|"Tailor's" buttonhole stitch. |
Original graphic by Grace Christie,
"Embroidery and Tapestry Weaving",
downloaded from Wikimedia Commons
|Open buttonhole stitch. |
From "Ancient Danish Textiles", p. 284
The one that surprised me most is that the neckline of the Skyrdstrup blouse is decorated with a few lines of nalbinding. I learned that from Susanna Broome's booklet, Nalbinding from Finds. The stitching is what we know of today as "buttonhole stitch."* However, if you work buttonhole stitch along a line of previously worked buttonhole stitch, or along a loop of thread, instead of through fabric, the result is a very simple form of nalbinding. Ulrike Claßen-Büttner, in her recent book "Nalbinding - What in the World Is That?: History and Technique of an Almost Forgotten Handicraft," (Books on Demand 2015), calls this technique "simple looping"(page 21) and classifies it as a simple nalbinding stitch.
|Twisted buttonhole stitch.|
From "Ancient Danish Textiles," p. 284
In "Ancient Textiles from Bogs and Burials", Margrethe Hald discusses the Skrydstrup blouse and other instances of buttonhole stitch that were used as ornamentation.

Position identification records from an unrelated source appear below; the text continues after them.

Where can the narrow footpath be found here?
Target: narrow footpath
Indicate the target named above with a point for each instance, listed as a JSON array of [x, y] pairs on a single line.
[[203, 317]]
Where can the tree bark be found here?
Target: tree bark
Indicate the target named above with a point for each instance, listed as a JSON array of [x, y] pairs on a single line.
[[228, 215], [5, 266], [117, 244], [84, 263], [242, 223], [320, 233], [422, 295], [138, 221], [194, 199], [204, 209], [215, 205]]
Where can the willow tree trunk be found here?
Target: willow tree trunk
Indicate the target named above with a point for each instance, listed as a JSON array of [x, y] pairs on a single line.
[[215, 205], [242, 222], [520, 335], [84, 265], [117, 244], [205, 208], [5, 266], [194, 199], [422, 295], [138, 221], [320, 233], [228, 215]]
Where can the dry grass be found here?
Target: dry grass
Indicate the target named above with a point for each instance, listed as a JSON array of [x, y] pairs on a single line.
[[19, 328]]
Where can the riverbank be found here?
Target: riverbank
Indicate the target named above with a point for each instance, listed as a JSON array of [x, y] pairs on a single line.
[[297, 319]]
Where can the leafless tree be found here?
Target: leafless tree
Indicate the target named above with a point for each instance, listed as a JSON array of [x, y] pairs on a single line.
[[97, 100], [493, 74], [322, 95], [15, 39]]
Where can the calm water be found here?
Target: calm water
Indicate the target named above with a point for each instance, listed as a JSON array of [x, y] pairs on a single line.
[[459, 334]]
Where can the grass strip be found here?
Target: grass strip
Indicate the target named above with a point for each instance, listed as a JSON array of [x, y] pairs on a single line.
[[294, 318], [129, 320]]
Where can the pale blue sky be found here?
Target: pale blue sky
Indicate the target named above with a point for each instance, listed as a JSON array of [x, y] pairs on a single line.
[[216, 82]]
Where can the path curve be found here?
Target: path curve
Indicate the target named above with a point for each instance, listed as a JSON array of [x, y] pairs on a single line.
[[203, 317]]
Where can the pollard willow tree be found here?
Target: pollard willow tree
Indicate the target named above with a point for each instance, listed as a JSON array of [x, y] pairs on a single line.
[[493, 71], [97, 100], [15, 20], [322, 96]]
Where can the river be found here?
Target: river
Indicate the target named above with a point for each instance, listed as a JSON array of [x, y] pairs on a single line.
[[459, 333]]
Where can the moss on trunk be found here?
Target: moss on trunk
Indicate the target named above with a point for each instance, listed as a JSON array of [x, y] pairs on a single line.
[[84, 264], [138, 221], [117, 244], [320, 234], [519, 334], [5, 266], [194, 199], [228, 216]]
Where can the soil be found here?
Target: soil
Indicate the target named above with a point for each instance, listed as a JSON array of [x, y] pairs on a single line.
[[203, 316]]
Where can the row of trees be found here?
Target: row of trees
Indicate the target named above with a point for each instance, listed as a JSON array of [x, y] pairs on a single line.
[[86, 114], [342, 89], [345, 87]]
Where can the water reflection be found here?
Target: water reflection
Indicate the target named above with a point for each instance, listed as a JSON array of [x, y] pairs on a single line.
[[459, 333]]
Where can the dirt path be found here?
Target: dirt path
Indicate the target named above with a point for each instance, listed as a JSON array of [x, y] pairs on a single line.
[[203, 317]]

One might deduce from this that the humble "buttonhole" stitch had many decorative uses in antiquity and the early medieval period. Hald notes that at least one find of a cap worked in open buttonhole stitch has been found. More interestingly, a scrap of textile worked in twisted buttonhole stitch, a variation of buttonhole stitch, was found at Ordrup Mose and has been dated to the New Stone Age (Hald, p. 283).
The lesson here, as is so often the case in examining archaeological textile finds, is not to import one's assumptions into the examination. Many of us do not think of buttonhole stitch as embroidery, let alone an art that can create a textile, but it's clear from early finds that it has been used that way, and that use of needle looping (which is what the term "nalbinding" means) goes way back into the distant past. Clothing technologies change, and any study of pre-modern costume must remain alert to that fact.
* Some people equate "buttonhole stitch" with "blanket stitch", but the two stitches, though very similar, are not the same. This site has a good explanation of the difference. By the definition provided on the Nordic Needle, Hald's diagram of buttonhole stitch on p. 284 of "Ancient Danish Textiles" is actually blanket stitch, which is why I have not reproduced it here.